Bush arrives in Israel as scandal clouds peace hopes

TEL AVIV - U.S. President George W. Bush arrived in the Middle East on Wednesday to celebrate Israel's 60th birthday and try to energise peace efforts complicated by a corruption scandal that could topple Prime Minister Ehud Olmert.

Bush, who faces deep doubt he can secure a deal between Israel and the Palestinians before leaving office in January, planned to hold talks with Israeli leaders and address the country's parliament during his three-day stay.

"Our two nations both faced great challenges when they were founded. And our two nations have both relied on the same principles to help us succeed.

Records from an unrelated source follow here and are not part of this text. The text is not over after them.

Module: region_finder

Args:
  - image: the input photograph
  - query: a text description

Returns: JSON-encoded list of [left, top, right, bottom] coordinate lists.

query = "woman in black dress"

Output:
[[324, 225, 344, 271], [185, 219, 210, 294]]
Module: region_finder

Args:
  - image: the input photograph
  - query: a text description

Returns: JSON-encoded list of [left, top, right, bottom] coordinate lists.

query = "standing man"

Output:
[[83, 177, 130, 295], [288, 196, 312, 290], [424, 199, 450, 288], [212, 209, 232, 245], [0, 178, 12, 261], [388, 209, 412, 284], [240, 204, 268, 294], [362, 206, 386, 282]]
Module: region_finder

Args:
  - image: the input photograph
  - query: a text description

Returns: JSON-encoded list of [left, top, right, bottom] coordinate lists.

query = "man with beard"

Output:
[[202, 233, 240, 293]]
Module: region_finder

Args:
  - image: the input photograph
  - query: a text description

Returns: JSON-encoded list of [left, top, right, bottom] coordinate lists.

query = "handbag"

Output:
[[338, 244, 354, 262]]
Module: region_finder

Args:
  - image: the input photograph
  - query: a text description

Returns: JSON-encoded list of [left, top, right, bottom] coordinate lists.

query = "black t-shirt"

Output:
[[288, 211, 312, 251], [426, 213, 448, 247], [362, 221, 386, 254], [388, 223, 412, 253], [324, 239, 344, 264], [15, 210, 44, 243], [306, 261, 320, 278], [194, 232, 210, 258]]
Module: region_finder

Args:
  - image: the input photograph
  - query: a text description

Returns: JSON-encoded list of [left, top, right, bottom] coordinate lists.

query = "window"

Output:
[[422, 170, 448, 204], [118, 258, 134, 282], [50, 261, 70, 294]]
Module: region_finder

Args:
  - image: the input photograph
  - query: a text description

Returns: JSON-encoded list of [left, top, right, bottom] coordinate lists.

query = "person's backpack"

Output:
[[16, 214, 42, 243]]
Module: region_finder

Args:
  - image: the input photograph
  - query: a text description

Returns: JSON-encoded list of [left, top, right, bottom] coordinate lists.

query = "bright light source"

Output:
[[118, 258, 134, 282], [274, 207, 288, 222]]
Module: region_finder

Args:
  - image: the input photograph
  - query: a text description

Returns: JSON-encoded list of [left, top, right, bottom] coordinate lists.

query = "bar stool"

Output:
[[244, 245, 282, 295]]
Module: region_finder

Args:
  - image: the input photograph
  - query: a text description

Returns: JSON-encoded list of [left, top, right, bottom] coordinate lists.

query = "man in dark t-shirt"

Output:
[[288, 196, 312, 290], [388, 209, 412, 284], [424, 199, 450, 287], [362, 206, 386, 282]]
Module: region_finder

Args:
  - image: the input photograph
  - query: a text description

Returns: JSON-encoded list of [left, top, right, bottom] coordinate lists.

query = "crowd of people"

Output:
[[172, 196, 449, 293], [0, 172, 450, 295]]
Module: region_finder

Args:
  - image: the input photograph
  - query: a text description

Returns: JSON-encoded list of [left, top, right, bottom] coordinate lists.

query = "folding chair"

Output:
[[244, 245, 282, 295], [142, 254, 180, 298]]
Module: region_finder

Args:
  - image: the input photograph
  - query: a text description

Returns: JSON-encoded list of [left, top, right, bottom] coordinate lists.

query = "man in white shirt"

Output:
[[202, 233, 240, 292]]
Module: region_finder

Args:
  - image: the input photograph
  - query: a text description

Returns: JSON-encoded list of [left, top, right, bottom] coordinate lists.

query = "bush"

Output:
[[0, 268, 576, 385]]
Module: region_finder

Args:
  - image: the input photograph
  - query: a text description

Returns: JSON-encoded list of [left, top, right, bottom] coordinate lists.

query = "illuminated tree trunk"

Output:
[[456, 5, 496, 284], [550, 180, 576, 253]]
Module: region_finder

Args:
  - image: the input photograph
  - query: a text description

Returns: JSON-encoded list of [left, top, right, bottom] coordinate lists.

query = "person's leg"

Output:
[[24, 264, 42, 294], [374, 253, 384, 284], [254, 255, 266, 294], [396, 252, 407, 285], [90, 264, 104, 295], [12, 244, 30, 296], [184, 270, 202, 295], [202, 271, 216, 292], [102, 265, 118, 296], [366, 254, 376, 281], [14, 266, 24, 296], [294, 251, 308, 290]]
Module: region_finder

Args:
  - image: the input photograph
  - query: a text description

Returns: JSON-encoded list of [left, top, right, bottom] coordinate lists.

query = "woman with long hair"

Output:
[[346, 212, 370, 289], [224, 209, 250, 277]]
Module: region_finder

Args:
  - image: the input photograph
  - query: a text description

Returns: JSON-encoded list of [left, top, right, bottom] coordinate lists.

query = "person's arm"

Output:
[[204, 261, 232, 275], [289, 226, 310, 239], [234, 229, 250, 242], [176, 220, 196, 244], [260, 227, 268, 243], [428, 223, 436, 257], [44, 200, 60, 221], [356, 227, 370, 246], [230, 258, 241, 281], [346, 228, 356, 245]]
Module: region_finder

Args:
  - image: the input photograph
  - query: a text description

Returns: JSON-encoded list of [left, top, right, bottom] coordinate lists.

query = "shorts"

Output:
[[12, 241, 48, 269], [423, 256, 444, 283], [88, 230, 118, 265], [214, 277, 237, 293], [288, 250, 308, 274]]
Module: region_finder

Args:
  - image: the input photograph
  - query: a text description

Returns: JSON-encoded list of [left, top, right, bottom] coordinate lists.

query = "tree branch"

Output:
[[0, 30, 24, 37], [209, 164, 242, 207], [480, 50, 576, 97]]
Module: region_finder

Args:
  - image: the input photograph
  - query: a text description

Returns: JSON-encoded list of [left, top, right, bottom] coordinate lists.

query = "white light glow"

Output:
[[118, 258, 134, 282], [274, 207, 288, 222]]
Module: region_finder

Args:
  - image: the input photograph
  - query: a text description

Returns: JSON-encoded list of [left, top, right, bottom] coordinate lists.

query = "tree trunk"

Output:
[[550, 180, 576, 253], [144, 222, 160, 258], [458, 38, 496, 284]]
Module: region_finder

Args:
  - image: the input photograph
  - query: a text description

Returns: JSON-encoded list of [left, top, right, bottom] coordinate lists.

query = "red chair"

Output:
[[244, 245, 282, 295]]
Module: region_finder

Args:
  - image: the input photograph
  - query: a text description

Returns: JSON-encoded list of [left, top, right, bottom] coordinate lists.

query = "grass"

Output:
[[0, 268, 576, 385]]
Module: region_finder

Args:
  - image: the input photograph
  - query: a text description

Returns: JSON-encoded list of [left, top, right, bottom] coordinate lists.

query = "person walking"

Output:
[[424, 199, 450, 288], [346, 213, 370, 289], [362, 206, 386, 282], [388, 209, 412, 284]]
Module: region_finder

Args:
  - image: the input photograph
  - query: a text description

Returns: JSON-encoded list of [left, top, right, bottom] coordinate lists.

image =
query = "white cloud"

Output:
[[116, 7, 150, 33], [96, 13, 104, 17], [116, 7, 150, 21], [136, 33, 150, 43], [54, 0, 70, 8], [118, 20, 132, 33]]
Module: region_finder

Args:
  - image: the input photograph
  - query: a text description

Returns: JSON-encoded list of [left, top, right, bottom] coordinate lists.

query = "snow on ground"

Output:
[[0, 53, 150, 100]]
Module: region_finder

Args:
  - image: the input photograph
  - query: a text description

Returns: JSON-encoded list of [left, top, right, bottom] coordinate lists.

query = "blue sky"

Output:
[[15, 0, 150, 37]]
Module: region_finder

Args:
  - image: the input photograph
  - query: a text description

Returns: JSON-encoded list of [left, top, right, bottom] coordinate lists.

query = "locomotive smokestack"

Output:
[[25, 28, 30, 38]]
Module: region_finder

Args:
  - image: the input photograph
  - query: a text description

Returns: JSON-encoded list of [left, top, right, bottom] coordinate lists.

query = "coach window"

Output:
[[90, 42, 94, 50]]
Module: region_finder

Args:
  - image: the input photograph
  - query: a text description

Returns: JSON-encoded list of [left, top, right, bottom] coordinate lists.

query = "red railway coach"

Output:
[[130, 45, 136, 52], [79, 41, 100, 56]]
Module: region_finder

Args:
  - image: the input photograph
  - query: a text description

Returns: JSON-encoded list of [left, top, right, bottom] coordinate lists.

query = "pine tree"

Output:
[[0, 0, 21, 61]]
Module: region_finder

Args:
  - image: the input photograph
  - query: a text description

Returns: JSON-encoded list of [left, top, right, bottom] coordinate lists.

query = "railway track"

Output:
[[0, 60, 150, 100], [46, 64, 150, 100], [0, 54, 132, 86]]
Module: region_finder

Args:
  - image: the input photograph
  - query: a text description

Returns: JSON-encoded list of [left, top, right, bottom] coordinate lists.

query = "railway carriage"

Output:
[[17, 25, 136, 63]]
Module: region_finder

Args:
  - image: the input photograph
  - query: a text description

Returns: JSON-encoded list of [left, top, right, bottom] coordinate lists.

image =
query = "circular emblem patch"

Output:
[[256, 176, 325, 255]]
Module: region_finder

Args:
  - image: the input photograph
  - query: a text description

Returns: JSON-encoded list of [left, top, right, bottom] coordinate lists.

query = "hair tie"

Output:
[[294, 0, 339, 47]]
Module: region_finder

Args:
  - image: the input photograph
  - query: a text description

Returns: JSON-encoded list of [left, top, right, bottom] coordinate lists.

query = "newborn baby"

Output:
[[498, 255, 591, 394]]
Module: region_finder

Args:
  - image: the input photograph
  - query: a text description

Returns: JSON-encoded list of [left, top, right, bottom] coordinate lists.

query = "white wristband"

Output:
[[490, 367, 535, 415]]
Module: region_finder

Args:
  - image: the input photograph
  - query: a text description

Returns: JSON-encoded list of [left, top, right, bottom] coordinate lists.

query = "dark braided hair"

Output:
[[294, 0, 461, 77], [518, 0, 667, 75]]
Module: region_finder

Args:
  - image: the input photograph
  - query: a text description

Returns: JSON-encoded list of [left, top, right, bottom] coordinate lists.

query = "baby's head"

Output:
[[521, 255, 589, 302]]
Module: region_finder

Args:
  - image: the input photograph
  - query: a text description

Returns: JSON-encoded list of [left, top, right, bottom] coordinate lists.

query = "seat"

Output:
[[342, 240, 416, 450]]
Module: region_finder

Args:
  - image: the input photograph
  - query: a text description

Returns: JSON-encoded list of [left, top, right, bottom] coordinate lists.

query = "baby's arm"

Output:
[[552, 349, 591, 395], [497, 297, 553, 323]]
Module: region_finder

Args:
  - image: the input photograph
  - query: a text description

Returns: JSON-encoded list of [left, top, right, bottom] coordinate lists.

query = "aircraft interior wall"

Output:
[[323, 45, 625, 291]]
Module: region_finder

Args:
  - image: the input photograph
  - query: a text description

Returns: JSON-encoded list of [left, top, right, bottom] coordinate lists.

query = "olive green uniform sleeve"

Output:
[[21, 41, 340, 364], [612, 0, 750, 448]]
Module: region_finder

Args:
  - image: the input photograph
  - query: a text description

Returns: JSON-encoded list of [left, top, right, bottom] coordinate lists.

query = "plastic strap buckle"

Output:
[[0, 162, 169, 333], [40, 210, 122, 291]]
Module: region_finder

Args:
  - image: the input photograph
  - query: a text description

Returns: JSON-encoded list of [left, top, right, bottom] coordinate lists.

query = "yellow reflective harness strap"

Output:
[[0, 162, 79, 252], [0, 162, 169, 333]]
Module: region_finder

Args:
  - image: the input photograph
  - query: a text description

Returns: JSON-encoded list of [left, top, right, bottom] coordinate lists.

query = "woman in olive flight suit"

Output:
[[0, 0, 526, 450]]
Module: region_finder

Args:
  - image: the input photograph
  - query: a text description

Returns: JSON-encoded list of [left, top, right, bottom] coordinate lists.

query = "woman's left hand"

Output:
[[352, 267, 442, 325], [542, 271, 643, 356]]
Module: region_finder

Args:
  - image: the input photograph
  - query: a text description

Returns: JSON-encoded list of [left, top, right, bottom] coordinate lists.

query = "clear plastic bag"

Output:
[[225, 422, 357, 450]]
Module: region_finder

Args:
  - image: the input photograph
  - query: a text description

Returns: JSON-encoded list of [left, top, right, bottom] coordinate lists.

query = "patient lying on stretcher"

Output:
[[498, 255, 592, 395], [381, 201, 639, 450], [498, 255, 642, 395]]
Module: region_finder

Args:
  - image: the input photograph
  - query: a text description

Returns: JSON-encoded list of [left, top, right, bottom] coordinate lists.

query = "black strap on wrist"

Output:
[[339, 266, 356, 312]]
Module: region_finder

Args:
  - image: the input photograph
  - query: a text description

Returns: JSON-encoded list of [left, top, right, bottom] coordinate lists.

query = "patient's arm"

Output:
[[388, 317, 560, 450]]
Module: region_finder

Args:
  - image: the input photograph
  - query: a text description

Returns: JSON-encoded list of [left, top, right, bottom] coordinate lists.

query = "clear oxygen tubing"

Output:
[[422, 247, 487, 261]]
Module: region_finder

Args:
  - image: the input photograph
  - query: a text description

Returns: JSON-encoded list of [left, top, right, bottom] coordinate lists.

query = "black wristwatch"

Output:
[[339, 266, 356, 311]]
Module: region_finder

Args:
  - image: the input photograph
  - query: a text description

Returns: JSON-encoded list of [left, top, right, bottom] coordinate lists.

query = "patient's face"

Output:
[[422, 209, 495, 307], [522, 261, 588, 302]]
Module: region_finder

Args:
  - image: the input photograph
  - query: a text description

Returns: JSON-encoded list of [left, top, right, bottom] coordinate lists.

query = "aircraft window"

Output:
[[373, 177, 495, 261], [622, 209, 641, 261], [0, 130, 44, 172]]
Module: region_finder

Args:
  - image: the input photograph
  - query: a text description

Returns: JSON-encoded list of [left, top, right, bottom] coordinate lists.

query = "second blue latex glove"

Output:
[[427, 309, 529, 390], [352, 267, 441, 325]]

We built strong democracies to protect the freedoms given to us by an almighty God," Bush said at a red-carpet ceremony at Tel Aviv's Ben-Gurion airport.

"We consider the Holy Land a very special place and we consider the Israeli people our close friends, Shalom," Bush said.

He and First Lady Laura Bush were welcomed by a smiling Olmert and his wife, Aliza, and Israeli President Shimon Peres.

"Welcome to the new Israel, three thousand years old and going on sixty," Peres said, citing biblical roots and praising Bush for standing "by our side in sunny mornings and stormy weather".

Olmert, fighting for his political survival in the face of a police investigation into suspected bribe-taking, said on Tuesday that he and Palestinian President Mahmoud Abbas had reached "understandings and points of agreement" on some issues.

But Palestinian officials were sceptical, and one noted that the two sides "still have a long way to go".

With the clock ticking down on his administration, Bush, on his second visit to Israel this year, is trying to salvage a foreign policy legacy encompassing more than the unpopular war in Iraq.

Bush will not visit the Palestinian territories during his current trip but planned to meet Abbas in Egypt on Saturday.

Palestinians are marking their "Nakba", or "catastrophe" this week. The Nakba refers to the 700,000 Palestinians who fled or were expelled from their homes in 1948.

Olmert and Abbas agreed at a U.S.-hosted conference in Annapolis, Maryland, in November to try to reach a peace deal, including an agreement on Palestinian statehood, by year's end.

Since then, talks have faltered over Israeli settlement expansion plans in the occupied West Bank and violence in and around the Hamas-controlled Gaza Strip, where cross-border rocket fire has drawn a tough Israeli military response.